The following day she gently told their sons that there ‘were some naughty people in London and that unfortunately Daddy has been hurt and has some scratches on his back. Freddy just burst into tears.
‘Kids pick up more than you realise and he must have heard snatches of conversations. He was really upset so we took the children to see Brett in hospital.’

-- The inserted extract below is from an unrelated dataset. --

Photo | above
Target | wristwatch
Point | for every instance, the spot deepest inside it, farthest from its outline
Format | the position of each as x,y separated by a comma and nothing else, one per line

‘I got the nurses to clean me up so they wouldn’t be upset,’ says Brett. ‘Freddy tried to give me a cuddle but I had to tell him to be careful!’
Afterwards, back at home, Freddy kept asking his mother: ‘Do you think Daddy will be all right?’
‘He’s sensitive and was very upset,’ says Amy. Reflecting on the attack, Brett adds: ‘I was lucky; I feel blessed, but others weren’t.
‘I can only thank everyone who helped me, particularly Emily – I owe her my life.’